Immediately following KM’s death, HM received the Property by right of survivorship and then sold it for $476,000. HM took this money for herself and did not work it through the Will. The other estate assets outside of the Property were not enough to satisfy the bequests in the Will.

The beneficiaries of KM’s estate sued HM. The Court of Appeal reviewed the law on transfers of property between parents and adult children and found that a presumption of resulting trust arose when KM transferred the Property to herself and HM as joint tenants. A resulting trust “arises when title to property is in one party’s name but that party, because he or she is a fiduciary or gave no value for the property, is under an obligation to return it to the original title owner.” In this case, there was a presumption that, on KM’s death, HM held title to the Property in trust for KM’s estate. The onus was then on HM to rebut the presumption and show that the transfer of the Property was intended to be a gift to her.

The Court found that HM had not rebutted the presumption, as all the evidence showed that KM’s intention in transferring the Property into joint names was that it remain a part of her estate to fund the bequests in her Will.

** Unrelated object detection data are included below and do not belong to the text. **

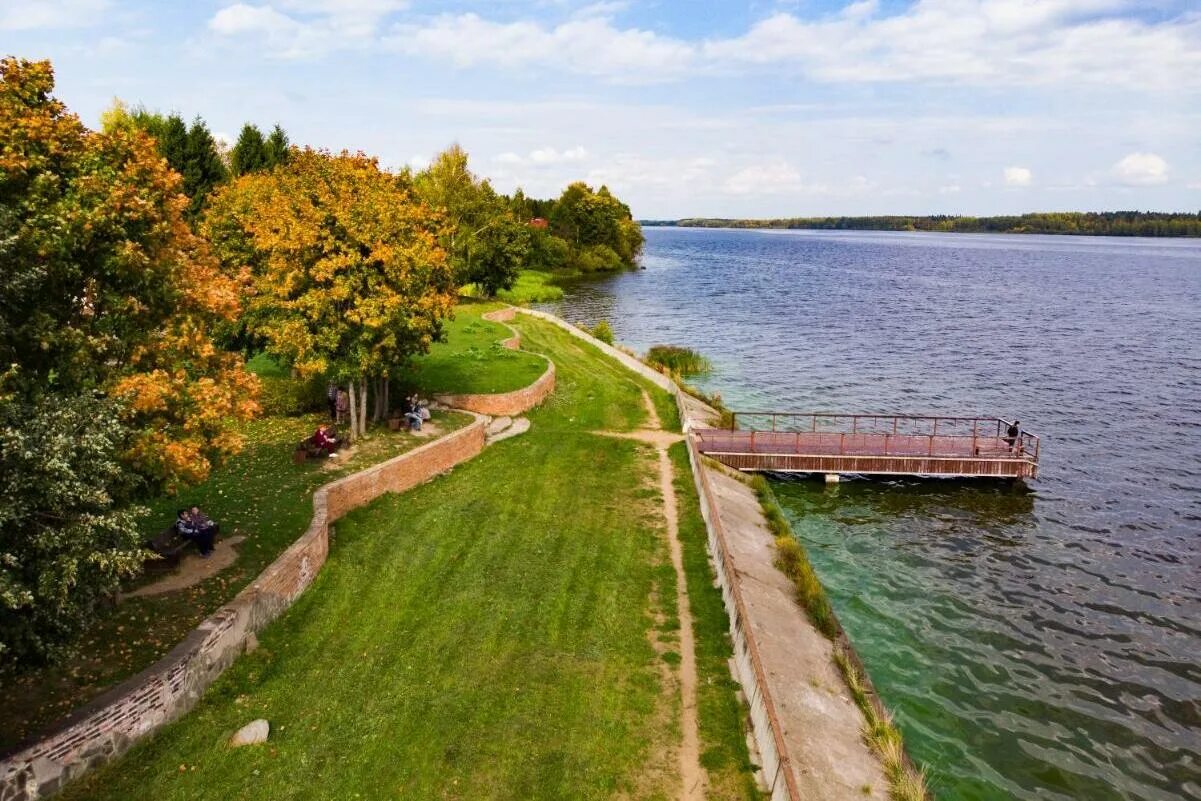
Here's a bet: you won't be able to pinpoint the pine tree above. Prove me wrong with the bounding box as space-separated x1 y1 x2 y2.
267 125 289 168
179 116 226 220
229 122 268 175
158 114 187 175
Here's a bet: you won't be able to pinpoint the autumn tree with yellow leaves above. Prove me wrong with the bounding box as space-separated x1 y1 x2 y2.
203 149 455 437
0 59 257 660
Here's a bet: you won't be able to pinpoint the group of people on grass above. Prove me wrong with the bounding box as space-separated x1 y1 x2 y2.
306 383 430 456
175 506 220 558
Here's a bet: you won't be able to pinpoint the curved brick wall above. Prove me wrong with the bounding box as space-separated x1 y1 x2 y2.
435 359 555 417
434 306 555 417
0 418 484 801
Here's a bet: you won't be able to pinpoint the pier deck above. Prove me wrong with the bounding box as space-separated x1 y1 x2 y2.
695 412 1039 479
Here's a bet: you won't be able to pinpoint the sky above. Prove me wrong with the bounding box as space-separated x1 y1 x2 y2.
0 0 1201 219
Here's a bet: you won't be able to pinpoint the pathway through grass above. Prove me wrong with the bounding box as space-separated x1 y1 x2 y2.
64 319 749 800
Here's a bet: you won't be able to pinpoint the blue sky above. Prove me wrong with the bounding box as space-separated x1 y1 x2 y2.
0 0 1201 217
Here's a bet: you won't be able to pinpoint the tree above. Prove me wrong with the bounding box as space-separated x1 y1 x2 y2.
178 116 228 220
0 395 145 664
462 212 530 298
229 122 268 175
264 125 291 168
101 105 227 220
0 59 256 656
550 181 643 271
204 148 455 437
413 144 501 285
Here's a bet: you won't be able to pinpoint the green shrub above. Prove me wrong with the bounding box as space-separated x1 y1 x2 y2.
646 345 712 376
676 379 734 430
258 376 327 416
588 319 613 345
0 393 147 667
499 270 563 305
751 476 838 640
246 351 292 378
575 245 626 273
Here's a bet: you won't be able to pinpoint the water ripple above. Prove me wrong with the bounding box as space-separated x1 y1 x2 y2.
542 229 1201 801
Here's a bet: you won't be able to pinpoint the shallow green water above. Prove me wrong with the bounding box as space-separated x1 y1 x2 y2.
552 229 1201 801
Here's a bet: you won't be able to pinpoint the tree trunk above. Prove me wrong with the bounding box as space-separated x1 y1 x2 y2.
359 378 368 436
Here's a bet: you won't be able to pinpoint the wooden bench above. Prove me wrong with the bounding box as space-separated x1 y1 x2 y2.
142 524 221 569
292 429 342 465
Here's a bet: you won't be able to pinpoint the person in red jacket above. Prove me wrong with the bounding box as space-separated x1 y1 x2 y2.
309 424 339 456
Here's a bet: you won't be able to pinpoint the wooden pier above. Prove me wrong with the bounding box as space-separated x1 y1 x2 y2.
695 412 1039 479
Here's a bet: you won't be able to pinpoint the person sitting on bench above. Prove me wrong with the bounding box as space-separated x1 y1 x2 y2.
175 507 217 558
309 425 340 456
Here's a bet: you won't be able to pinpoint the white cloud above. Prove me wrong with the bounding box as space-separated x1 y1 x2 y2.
1110 153 1167 186
387 13 697 82
1003 167 1034 186
211 0 1201 90
0 0 109 30
492 145 590 167
209 2 300 36
725 161 803 195
704 0 1201 88
209 0 408 59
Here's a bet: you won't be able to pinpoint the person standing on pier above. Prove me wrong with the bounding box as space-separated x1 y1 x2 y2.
1005 420 1022 453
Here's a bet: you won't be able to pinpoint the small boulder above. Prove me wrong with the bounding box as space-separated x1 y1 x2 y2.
229 718 271 748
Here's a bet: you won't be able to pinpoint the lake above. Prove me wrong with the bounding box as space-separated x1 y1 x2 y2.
545 228 1201 801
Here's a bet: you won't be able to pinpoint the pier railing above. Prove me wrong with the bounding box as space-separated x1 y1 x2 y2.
705 412 1040 462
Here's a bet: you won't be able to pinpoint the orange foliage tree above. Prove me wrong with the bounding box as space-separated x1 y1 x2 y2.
0 59 257 662
203 149 455 437
0 59 257 488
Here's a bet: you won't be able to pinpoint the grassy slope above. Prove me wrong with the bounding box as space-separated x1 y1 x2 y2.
0 413 470 747
56 321 753 799
671 442 763 800
404 303 546 394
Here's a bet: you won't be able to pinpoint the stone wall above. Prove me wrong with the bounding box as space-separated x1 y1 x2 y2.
434 306 555 417
0 418 485 801
434 359 555 417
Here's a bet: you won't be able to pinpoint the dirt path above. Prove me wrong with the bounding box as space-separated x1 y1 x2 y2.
597 390 707 801
658 447 706 801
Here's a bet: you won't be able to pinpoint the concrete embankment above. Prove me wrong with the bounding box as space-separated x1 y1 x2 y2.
522 310 889 801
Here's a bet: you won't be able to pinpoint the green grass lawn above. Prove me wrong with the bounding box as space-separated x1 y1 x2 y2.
62 318 753 801
0 412 471 747
671 442 763 800
462 270 569 306
402 301 546 394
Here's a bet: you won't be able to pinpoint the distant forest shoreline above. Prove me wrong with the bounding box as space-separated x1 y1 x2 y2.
639 211 1201 237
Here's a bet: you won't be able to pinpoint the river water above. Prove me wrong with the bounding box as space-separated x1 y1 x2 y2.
546 228 1201 801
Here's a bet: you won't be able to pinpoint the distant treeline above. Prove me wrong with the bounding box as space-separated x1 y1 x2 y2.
641 211 1201 237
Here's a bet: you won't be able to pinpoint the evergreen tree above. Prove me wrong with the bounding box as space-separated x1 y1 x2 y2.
267 125 289 168
181 116 227 220
229 122 269 175
157 114 187 175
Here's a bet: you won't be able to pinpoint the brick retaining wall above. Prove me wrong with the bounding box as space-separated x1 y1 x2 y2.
434 359 555 417
434 306 555 417
0 420 487 801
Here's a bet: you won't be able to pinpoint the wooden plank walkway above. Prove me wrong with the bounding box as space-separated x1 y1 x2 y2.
695 413 1039 479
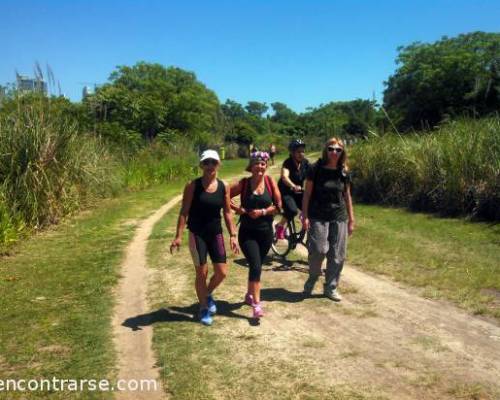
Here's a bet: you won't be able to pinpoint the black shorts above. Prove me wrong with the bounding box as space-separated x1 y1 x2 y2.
189 232 226 267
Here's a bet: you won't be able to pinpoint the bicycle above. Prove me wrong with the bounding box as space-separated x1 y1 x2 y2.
271 213 306 258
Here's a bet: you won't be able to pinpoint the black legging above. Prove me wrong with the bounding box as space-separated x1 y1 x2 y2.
282 192 303 221
238 228 273 282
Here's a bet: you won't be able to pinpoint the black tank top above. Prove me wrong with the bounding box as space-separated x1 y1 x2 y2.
241 182 273 230
187 178 226 235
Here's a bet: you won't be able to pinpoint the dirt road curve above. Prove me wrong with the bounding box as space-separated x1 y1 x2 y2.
113 196 181 400
113 173 500 400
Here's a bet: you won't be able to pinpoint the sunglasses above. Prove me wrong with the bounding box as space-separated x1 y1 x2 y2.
201 158 218 165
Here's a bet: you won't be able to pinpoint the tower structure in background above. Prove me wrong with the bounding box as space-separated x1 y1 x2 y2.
16 74 47 95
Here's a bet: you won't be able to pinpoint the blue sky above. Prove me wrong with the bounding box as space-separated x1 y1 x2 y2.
0 0 500 112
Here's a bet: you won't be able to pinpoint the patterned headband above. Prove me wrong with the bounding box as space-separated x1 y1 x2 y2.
250 151 270 163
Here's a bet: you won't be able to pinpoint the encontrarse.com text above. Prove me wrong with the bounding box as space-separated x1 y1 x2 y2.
0 377 158 392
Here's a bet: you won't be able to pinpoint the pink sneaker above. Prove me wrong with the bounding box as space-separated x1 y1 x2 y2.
245 293 253 306
252 303 264 318
276 224 285 240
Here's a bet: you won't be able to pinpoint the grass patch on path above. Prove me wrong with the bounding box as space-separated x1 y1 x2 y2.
0 183 186 399
348 204 500 318
144 162 384 400
0 160 256 399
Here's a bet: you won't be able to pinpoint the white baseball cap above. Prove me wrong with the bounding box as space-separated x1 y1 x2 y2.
200 150 220 162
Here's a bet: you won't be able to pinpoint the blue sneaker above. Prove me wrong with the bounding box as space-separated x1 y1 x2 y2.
207 294 217 315
200 308 213 326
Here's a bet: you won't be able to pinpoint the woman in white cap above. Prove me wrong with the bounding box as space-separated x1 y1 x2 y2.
170 150 239 325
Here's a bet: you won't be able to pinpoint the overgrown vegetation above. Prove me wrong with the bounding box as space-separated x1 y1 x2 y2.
0 95 196 249
351 118 500 220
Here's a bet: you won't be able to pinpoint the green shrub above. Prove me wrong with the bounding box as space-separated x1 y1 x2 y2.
351 118 500 220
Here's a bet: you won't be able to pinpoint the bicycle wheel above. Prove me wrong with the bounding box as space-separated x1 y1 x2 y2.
271 214 291 257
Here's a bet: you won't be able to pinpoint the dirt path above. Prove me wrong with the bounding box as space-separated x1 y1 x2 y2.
114 164 500 400
290 248 500 399
113 196 181 400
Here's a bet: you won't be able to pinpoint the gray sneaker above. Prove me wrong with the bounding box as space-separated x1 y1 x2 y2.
324 289 342 301
302 277 318 296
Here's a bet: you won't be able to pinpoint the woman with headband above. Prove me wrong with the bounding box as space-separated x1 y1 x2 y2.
231 151 281 318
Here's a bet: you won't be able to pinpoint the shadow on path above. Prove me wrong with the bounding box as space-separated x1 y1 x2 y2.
122 300 259 331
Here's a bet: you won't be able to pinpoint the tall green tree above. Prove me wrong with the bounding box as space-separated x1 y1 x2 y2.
245 101 269 118
88 62 219 141
384 32 500 129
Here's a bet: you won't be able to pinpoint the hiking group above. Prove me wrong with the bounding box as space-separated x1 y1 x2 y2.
170 138 354 325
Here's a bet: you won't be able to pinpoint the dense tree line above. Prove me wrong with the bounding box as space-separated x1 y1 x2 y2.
384 32 500 130
0 32 500 147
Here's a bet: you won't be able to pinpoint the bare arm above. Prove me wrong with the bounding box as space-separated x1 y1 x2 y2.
302 179 314 230
264 177 282 215
224 183 239 254
345 185 355 236
170 182 194 253
229 179 246 215
281 167 299 191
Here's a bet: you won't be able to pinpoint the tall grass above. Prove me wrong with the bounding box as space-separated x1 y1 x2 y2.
351 118 500 220
0 96 197 250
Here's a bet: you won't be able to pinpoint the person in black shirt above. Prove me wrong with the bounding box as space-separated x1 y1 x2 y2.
302 138 354 301
231 151 281 318
276 139 310 239
170 150 239 325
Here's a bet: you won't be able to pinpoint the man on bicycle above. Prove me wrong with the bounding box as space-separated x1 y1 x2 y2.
276 139 310 239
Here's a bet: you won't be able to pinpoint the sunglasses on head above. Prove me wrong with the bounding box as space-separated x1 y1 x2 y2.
328 146 343 153
201 158 218 165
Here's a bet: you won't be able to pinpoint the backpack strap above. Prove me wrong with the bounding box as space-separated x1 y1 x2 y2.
264 175 274 203
240 178 250 207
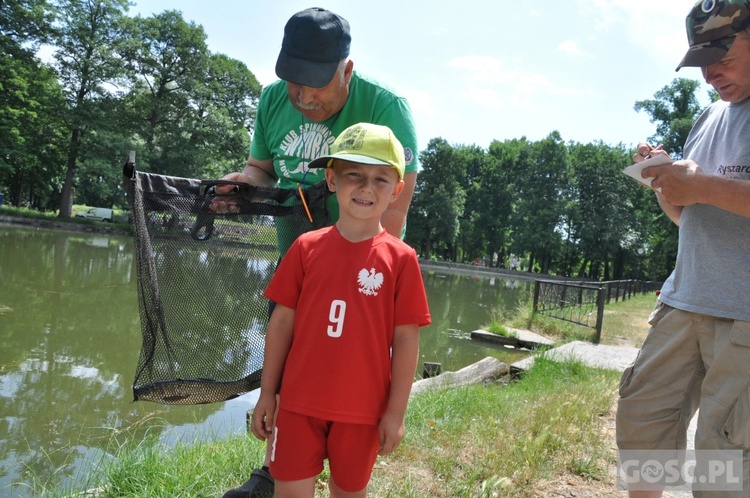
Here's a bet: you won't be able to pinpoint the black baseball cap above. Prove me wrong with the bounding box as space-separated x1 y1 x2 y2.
276 7 352 88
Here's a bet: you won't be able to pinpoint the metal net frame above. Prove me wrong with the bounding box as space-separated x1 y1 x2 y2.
123 153 332 405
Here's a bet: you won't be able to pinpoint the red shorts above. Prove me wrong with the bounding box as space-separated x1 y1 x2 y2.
270 409 380 493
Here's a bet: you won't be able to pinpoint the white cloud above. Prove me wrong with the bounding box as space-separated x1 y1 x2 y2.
555 40 583 57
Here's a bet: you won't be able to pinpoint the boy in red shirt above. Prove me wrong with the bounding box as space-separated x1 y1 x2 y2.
252 123 430 498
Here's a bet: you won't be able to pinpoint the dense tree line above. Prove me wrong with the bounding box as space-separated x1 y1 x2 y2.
407 79 713 280
0 0 261 217
0 0 712 280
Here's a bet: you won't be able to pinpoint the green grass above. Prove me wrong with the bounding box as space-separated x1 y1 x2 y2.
36 356 619 498
30 294 654 498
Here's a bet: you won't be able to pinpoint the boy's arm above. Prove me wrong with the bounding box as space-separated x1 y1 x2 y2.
378 324 419 455
251 303 295 441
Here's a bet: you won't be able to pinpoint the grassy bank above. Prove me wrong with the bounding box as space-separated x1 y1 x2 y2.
35 295 654 498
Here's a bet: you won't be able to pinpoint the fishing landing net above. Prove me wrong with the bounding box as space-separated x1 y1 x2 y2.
123 153 331 405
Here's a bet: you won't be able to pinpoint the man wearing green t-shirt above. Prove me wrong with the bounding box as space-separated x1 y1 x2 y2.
223 8 418 498
217 8 418 254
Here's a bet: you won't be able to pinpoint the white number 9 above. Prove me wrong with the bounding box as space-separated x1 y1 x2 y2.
328 299 346 337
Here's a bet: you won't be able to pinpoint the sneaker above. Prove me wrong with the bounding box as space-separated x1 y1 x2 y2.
223 467 273 498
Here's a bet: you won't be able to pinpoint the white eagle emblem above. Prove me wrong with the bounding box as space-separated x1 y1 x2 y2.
357 268 383 296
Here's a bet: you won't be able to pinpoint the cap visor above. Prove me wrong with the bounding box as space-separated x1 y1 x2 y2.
330 154 392 166
276 52 339 88
675 41 732 71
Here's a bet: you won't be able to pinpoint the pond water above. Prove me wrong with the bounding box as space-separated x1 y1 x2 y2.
0 225 533 496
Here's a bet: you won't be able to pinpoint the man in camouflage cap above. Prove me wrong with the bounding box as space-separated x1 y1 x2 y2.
617 0 750 497
677 0 750 71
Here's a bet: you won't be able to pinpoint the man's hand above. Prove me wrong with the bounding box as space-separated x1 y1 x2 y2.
641 160 705 206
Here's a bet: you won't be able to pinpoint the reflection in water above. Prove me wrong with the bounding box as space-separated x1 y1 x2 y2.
0 226 530 496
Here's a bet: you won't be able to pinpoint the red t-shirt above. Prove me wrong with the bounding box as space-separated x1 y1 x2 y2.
265 226 430 424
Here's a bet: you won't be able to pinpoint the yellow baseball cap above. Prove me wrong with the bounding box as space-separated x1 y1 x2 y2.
308 123 406 180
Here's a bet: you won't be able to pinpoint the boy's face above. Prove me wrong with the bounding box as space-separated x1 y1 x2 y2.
325 159 404 220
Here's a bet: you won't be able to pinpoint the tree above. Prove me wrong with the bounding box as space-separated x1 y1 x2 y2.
568 142 643 280
121 11 260 177
0 0 62 210
511 131 568 273
55 0 128 218
634 78 715 280
633 78 703 160
407 138 466 259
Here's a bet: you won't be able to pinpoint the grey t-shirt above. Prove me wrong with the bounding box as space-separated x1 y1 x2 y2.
660 99 750 321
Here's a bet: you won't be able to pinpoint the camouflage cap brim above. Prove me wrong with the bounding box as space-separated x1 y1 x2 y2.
675 35 736 71
676 0 750 71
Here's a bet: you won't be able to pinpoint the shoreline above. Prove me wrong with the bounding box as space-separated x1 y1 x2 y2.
0 214 133 236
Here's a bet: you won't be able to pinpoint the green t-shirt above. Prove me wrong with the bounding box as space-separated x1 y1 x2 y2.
250 71 418 255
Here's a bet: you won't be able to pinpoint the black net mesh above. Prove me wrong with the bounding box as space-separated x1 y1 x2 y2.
123 160 331 405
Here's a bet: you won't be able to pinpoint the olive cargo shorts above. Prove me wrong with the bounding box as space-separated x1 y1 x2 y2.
617 301 750 497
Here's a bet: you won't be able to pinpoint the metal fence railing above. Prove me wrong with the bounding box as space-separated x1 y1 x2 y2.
534 280 661 344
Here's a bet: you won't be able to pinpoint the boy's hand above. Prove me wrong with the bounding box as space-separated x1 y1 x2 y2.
378 412 406 456
250 393 277 441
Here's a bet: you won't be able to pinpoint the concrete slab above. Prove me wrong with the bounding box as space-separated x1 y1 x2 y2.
471 327 554 349
511 341 638 371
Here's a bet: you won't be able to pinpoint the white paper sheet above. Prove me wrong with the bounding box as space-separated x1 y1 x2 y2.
622 154 673 187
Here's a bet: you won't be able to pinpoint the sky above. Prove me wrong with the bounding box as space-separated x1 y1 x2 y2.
129 0 709 151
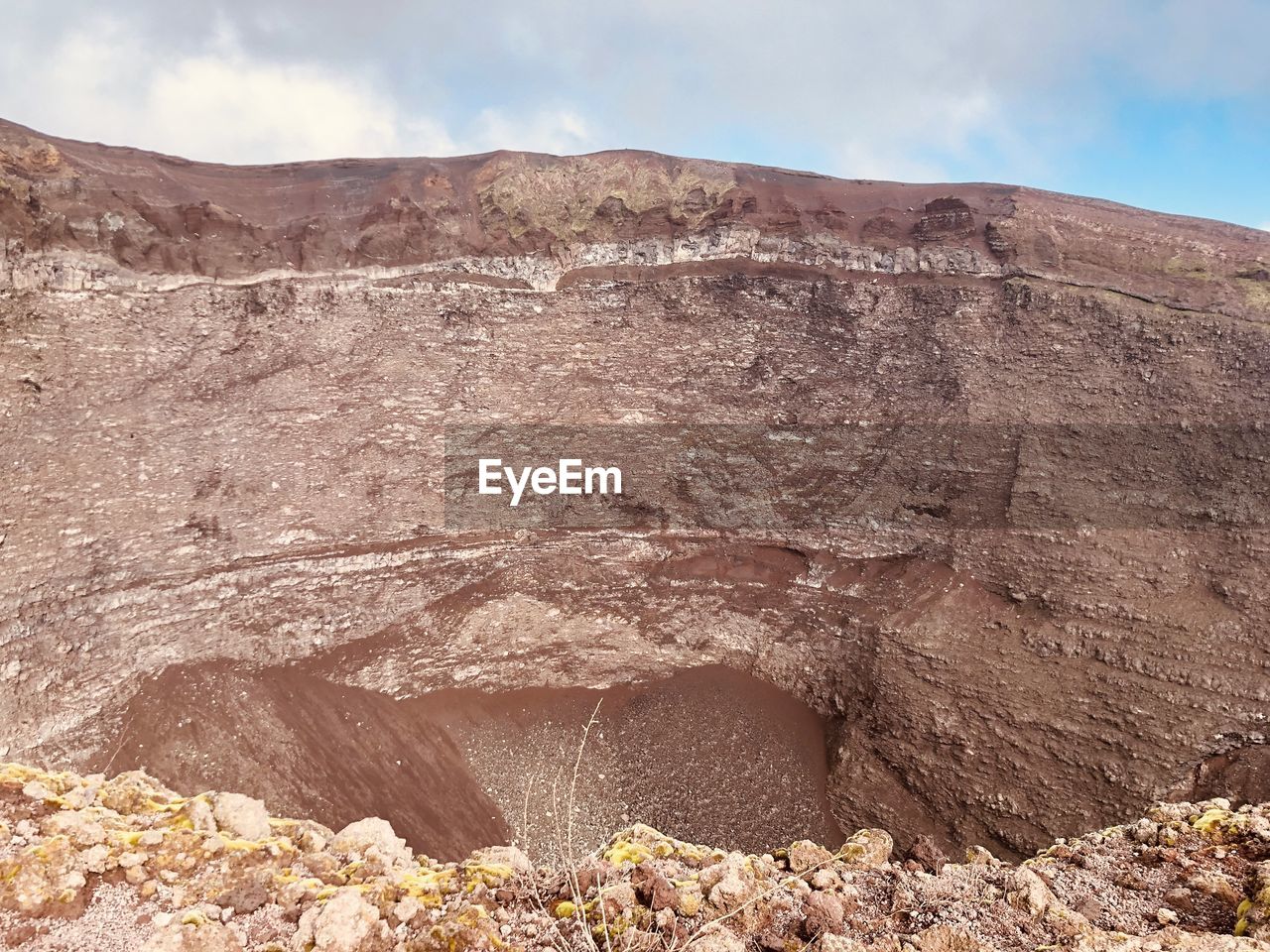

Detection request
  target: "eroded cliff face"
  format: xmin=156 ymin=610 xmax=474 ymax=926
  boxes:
xmin=0 ymin=117 xmax=1270 ymax=853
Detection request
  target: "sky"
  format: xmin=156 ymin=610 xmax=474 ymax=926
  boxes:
xmin=0 ymin=0 xmax=1270 ymax=230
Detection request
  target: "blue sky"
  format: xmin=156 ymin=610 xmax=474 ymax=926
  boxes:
xmin=0 ymin=0 xmax=1270 ymax=227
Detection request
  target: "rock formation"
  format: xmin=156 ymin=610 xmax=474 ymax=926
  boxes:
xmin=0 ymin=115 xmax=1270 ymax=883
xmin=0 ymin=765 xmax=1270 ymax=952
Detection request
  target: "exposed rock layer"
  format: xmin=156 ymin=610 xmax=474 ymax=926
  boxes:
xmin=0 ymin=765 xmax=1270 ymax=952
xmin=0 ymin=126 xmax=1270 ymax=853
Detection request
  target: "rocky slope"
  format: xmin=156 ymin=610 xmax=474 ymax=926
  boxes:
xmin=0 ymin=765 xmax=1270 ymax=952
xmin=0 ymin=117 xmax=1270 ymax=854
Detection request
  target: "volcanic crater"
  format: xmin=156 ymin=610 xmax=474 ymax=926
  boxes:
xmin=0 ymin=115 xmax=1270 ymax=857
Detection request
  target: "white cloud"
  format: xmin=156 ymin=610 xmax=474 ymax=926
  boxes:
xmin=0 ymin=20 xmax=589 ymax=164
xmin=467 ymin=108 xmax=590 ymax=154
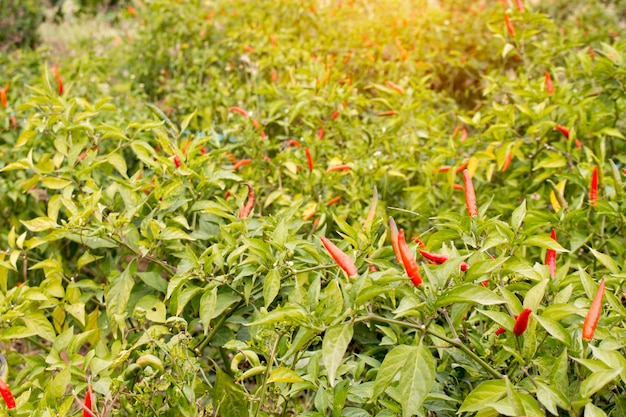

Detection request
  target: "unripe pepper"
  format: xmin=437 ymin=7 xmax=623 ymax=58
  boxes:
xmin=239 ymin=183 xmax=254 ymax=219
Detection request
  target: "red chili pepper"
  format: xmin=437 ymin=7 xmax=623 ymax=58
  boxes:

The Mroz case demonstrates the problems that can arise when assets are placed into joint ownership between parents and children. The desire to simplify the administration of the estate and avoid probate tax can result in the estate being tied up in lengthy litigation if the child claims that the property was intended to be a gift to them and not to form part of the estate. Such transfers should be documented carefully to show what the transferor’s true intentions are, and a lawyer should always be consulted.